Healthcare: Jiang Chengjia, Director of the Planning, Finance and Regulation Department at the National Healthcare Security Administration, announced that cross-provincial direct settlement of medical expenses now covers all insured groups and all medical scenarios, with inpatient expense cross-provincial direct settlement reaching over 90%. The administration will further expand direct settlement insurance types and promote inter-provincial sharing of individual employee medical insurance accounts.
Education: You Sen, an official from the Basic Education Department at the Ministry of Education, said the government will continue strengthening school place supply to ensure migrant children “have schools to attend,” while simplifying procedures and expanding coverage of quality educational resources. The goal is to gradually increase the proportion of migrant workers’ children enrolled in public schools during the compulsory education stage, reducing the education burden on migrant families.
A Watershed Moment for Urbanization
NDRC Deputy Director Zheng Bei emphasized that when a person’s permanent residence changes, the length of residence in the previous city can be accumulated or converted in the current city to continue enjoying public services. The policy also promotes cross-regional data sharing to enable one-stop online processing of out-of-town matters, as reported by 21st Century Business Herald.
Liu Xu, Director of the Institute of Social Development at the NDRC Academy of Macroeconomic Research, described this as “the first specialized document issued at the national level focusing on providing basic public services at places of permanent residence,” according to Jiemian News.

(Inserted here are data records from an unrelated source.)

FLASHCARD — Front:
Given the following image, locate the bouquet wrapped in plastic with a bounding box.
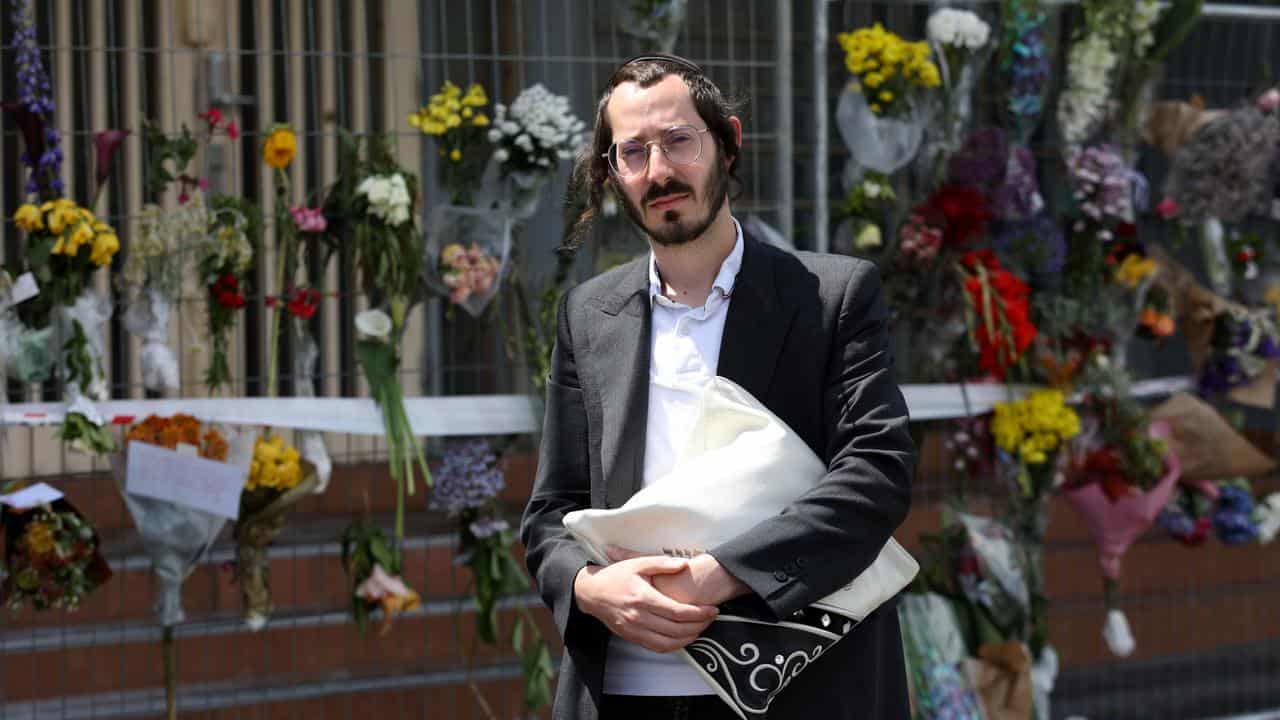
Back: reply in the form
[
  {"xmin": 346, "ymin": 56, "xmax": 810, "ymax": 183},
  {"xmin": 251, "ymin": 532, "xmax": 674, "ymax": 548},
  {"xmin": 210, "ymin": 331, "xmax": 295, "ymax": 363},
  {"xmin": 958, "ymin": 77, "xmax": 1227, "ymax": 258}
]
[
  {"xmin": 0, "ymin": 483, "xmax": 111, "ymax": 611},
  {"xmin": 232, "ymin": 434, "xmax": 319, "ymax": 632}
]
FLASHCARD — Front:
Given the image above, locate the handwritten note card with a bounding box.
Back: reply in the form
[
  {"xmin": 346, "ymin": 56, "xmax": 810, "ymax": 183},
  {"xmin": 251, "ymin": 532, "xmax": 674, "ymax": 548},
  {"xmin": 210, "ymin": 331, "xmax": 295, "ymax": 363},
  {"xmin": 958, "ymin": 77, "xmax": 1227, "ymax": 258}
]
[
  {"xmin": 0, "ymin": 483, "xmax": 63, "ymax": 510},
  {"xmin": 124, "ymin": 442, "xmax": 247, "ymax": 520}
]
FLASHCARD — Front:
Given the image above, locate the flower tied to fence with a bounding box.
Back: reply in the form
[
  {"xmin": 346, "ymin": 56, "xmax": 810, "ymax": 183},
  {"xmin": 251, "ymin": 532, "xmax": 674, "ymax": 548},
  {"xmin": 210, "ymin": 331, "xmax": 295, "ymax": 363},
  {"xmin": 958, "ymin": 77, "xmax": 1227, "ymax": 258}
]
[{"xmin": 959, "ymin": 250, "xmax": 1037, "ymax": 379}]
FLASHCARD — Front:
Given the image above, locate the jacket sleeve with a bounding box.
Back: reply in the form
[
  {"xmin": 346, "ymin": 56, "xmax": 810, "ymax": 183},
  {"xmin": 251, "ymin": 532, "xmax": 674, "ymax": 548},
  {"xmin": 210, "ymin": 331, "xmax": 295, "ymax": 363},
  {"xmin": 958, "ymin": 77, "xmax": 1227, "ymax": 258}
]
[
  {"xmin": 710, "ymin": 257, "xmax": 915, "ymax": 619},
  {"xmin": 520, "ymin": 288, "xmax": 603, "ymax": 642}
]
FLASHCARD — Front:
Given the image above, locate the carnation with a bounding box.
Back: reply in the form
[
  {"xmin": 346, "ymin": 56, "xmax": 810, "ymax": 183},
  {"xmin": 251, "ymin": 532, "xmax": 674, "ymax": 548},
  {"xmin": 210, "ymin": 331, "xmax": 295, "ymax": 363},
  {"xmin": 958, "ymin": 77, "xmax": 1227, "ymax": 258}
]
[{"xmin": 927, "ymin": 8, "xmax": 991, "ymax": 50}]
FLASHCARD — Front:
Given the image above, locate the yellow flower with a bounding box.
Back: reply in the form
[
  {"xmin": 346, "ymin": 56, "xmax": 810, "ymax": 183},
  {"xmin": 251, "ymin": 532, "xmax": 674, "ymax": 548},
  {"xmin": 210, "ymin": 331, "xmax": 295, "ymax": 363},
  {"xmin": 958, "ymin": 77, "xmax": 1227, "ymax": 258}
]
[
  {"xmin": 262, "ymin": 127, "xmax": 298, "ymax": 170},
  {"xmin": 88, "ymin": 232, "xmax": 120, "ymax": 268},
  {"xmin": 13, "ymin": 205, "xmax": 45, "ymax": 232},
  {"xmin": 257, "ymin": 462, "xmax": 280, "ymax": 488},
  {"xmin": 462, "ymin": 83, "xmax": 489, "ymax": 108},
  {"xmin": 920, "ymin": 63, "xmax": 942, "ymax": 87},
  {"xmin": 23, "ymin": 520, "xmax": 55, "ymax": 556},
  {"xmin": 1115, "ymin": 254, "xmax": 1156, "ymax": 288},
  {"xmin": 46, "ymin": 204, "xmax": 79, "ymax": 234},
  {"xmin": 67, "ymin": 223, "xmax": 93, "ymax": 255}
]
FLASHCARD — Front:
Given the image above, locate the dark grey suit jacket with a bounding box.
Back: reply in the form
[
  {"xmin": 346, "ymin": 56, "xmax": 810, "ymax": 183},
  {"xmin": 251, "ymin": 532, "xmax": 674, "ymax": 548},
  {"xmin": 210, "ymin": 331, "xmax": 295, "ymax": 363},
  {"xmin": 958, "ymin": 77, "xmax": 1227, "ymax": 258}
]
[{"xmin": 521, "ymin": 230, "xmax": 915, "ymax": 720}]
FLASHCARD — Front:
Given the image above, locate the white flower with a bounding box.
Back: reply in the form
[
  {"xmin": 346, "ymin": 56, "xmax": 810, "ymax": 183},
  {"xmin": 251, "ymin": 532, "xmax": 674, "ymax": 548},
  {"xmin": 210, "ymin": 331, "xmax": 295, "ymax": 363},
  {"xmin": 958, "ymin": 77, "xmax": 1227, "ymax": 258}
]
[
  {"xmin": 1102, "ymin": 610, "xmax": 1138, "ymax": 657},
  {"xmin": 1253, "ymin": 492, "xmax": 1280, "ymax": 544},
  {"xmin": 854, "ymin": 223, "xmax": 883, "ymax": 250},
  {"xmin": 387, "ymin": 205, "xmax": 408, "ymax": 227},
  {"xmin": 356, "ymin": 309, "xmax": 392, "ymax": 342},
  {"xmin": 356, "ymin": 176, "xmax": 392, "ymax": 205},
  {"xmin": 927, "ymin": 8, "xmax": 991, "ymax": 50}
]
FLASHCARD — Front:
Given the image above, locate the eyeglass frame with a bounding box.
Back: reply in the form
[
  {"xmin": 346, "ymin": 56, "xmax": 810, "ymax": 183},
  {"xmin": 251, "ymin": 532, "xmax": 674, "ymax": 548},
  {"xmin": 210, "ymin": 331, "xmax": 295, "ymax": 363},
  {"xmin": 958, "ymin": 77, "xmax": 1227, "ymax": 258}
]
[{"xmin": 600, "ymin": 126, "xmax": 712, "ymax": 178}]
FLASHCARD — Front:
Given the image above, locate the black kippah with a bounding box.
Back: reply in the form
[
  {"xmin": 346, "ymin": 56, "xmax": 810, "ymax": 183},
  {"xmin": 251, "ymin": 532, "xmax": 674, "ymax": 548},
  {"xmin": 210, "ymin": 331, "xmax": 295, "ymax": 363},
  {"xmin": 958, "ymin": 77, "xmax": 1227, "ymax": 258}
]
[{"xmin": 609, "ymin": 53, "xmax": 704, "ymax": 85}]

The policy builds on earlier directives from the December 2021 Central Economic Work Conference and the July 2024 Third Plenary Session of the 20th CPC Central Committee, which first formally proposed implementing a system of providing basic public services based on permanent residence registration. The Securities Times noted that the policy is designed to boost domestic consumption, improve urbanization quality, build a unified national market, and address demographic challenges.
Challenges Ahead
While the policy represents a fundamental restructuring of the relationship between residency and access to social welfare, significant challenges remain. Implementation capacity of local governments, fiscal sustainability — particularly in mega-cities facing the largest influx of new service recipients — and enforcement across provinces will test the policy’s effectiveness. The document acknowledges these challenges, allowing for gradient supply mechanisms and pilot programs in city clusters before full nationwide implementation.
What to Watch For
As cities begin implementing the new framework, attention will focus on how quickly local governments can expand capacity in education and housing, whether fiscal transfer mechanisms adequately support population-inflow regions, and how the policy interacts with China’s broader push for a unified national market and higher-quality urbanization. The success of this reform could fundamentally reshape the lives of hundreds of millions of Chinese citizens and mark a new chapter in the country’s urbanization story.